The error can easily be reproduced by restarting postgres. I've tried playing (up to 15) with the pool size, but no luck there.
That leads me to believe the connections are just in a stale state, which I thought would be fixed with the call to clear_stale_cached_connections!
.
Is there a more reliable pattern to do this?
The block that is passed is a simple select and update active record call, and happens to matter what the AR object is.
The rufus job:
scheduler.every '5s' do
db do
DataFeed.update #standard AR select/update
end
end
wrapper:
def db(&block)
begin
ActiveRecord::Base.connection_pool.clear_stale_cached_connections!
#ActiveRecord::Base.establish_connection # this didn't help either way
yield block
rescue Exception => e
raise e
ensure
ActiveRecord::Base.connection.close if ActiveRecord::Base.connection
ActiveRecord::Base.clear_active_connections!
end
end
Rufus scheduler starts a new thread for every job.
ActiveRecord on the other hand cannot share connections between threads, so it needs to assign a connection to a specific thread.
When your thread doesn't have a connection yet, it will get one from the pool.
(If all connections in the pool are in use, it will wait untill one is returned from another thread.
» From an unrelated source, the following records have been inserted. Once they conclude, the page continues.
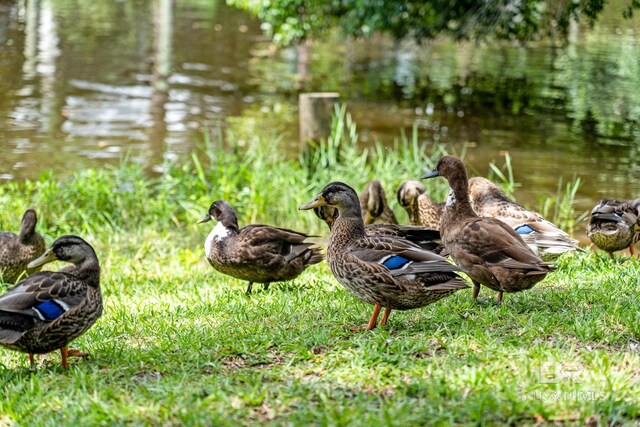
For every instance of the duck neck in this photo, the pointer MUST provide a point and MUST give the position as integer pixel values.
(458, 203)
(347, 226)
(88, 271)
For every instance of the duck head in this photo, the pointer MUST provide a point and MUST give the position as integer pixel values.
(451, 168)
(72, 249)
(454, 171)
(338, 195)
(222, 212)
(28, 225)
(326, 213)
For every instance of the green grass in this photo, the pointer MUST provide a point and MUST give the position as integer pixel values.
(180, 344)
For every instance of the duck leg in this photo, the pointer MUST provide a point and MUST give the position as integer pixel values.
(374, 317)
(385, 316)
(63, 354)
(476, 290)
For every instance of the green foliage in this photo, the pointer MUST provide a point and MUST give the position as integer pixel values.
(180, 344)
(292, 20)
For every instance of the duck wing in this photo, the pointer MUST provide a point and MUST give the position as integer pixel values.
(495, 243)
(42, 297)
(400, 257)
(264, 241)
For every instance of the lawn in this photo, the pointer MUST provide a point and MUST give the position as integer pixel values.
(181, 344)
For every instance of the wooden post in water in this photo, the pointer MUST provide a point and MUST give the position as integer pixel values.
(316, 110)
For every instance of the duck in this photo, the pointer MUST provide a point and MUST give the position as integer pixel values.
(488, 250)
(49, 309)
(421, 236)
(374, 206)
(384, 271)
(422, 210)
(256, 253)
(614, 225)
(542, 236)
(16, 251)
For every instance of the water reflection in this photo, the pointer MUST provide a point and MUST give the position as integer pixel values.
(82, 83)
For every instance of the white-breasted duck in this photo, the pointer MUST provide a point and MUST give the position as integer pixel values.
(256, 253)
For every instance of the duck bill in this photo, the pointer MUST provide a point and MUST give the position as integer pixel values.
(207, 218)
(46, 257)
(431, 174)
(315, 203)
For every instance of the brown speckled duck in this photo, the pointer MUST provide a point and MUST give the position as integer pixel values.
(16, 251)
(542, 236)
(256, 253)
(422, 210)
(487, 249)
(384, 271)
(374, 206)
(615, 225)
(423, 237)
(48, 310)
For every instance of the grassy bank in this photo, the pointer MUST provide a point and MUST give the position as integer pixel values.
(181, 344)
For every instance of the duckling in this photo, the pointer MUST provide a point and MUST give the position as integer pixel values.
(542, 236)
(421, 208)
(374, 206)
(489, 251)
(421, 236)
(615, 225)
(256, 253)
(17, 251)
(48, 310)
(388, 272)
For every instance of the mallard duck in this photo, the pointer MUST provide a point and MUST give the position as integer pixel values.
(542, 236)
(16, 251)
(387, 272)
(256, 253)
(422, 210)
(487, 249)
(614, 225)
(48, 310)
(374, 206)
(421, 236)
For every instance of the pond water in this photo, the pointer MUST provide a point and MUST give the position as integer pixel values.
(84, 83)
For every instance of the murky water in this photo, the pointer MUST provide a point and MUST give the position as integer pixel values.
(84, 84)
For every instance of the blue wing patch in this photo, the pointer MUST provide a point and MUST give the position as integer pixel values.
(524, 229)
(48, 310)
(395, 262)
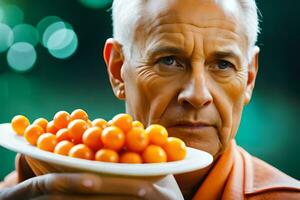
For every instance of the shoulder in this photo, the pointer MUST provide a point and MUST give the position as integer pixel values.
(263, 181)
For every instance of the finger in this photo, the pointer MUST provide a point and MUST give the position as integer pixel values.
(75, 183)
(53, 184)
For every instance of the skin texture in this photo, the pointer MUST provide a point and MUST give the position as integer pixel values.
(187, 70)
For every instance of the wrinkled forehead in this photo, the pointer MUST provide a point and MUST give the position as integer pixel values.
(167, 16)
(194, 12)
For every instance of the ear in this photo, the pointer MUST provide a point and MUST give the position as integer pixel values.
(252, 72)
(114, 60)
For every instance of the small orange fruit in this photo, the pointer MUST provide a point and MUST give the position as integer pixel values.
(81, 151)
(137, 139)
(63, 147)
(61, 119)
(131, 157)
(113, 138)
(42, 122)
(107, 155)
(51, 128)
(137, 124)
(175, 149)
(47, 142)
(100, 123)
(79, 114)
(63, 134)
(158, 134)
(19, 123)
(92, 138)
(76, 130)
(154, 154)
(32, 133)
(123, 121)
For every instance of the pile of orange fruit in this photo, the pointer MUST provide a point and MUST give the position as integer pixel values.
(120, 140)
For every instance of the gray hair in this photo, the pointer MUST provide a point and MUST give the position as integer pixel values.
(125, 15)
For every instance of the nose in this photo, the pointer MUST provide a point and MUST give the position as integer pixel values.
(196, 92)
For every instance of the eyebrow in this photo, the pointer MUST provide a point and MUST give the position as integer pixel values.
(167, 49)
(175, 50)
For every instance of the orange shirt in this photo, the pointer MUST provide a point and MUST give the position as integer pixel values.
(237, 175)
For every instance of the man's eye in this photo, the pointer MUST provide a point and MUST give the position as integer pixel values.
(223, 64)
(169, 60)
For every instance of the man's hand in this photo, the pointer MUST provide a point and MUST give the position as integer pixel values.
(79, 185)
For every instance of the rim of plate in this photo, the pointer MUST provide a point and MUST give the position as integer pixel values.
(195, 159)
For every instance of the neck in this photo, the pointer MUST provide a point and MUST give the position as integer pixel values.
(190, 182)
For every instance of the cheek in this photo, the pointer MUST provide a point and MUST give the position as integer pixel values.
(229, 98)
(148, 94)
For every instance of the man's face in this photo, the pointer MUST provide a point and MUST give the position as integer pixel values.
(188, 71)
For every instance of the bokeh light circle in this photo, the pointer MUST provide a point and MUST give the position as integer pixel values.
(26, 33)
(6, 37)
(21, 56)
(60, 39)
(13, 15)
(68, 47)
(96, 4)
(44, 24)
(52, 29)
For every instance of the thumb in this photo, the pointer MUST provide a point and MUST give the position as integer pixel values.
(53, 184)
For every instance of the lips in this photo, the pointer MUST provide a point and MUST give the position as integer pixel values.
(191, 126)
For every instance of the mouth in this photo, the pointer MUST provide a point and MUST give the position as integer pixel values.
(191, 126)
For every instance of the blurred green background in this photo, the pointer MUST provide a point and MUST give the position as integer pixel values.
(269, 128)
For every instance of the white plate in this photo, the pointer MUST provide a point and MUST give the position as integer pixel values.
(194, 160)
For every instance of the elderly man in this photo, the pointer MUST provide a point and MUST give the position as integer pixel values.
(190, 66)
Eventually timing out and throwing ConnectionTimeoutError)
It is your responsibility to return it back to the pool when you are done with it, in a Rails app, this is done automatically. But if you are managing your own threads (as rufus does), you have to do this yourself.
Lucklily, there is an api for this:
If you put your code inside a with_connection block, it will get a connection form the pool, and release it when it is done
ActiveRecord::Base.connection_pool.with_connection do
#your code here
end
In your case:
def db
ActiveRecord::Base.connection_pool.with_connection do
yield
end
end
Should do the trick....
http://api.rubyonrails.org/classes/ActiveRecord/ConnectionAdapters/ConnectionPool.html#method-i-with_connection
The reason can be that you have many threads which are using all connections, if DataFeed.update
method takes more than 5 seconds, than your block can be overlapped.
try
scheduler.every("5s", :allow_overlapping => false) do
#...
end
Also try release connection instead of closing it.
ActiveRecord::Base.connection_pool.release_connection
I don't really know about rufus-scheduler, but I got some ideas.
The first problem could be a bug on rufus-scheduler that does not checkout database connection properly. If it's the case the only solution is to clear stale connections manually as you already do and to inform the author of rufus-scheduler about your issue.
Another problem that could happen is that your DataFeed operation takes a really long time and because it is performed every 5 secondes Rails is running out of database connections, but it's rather unlikely.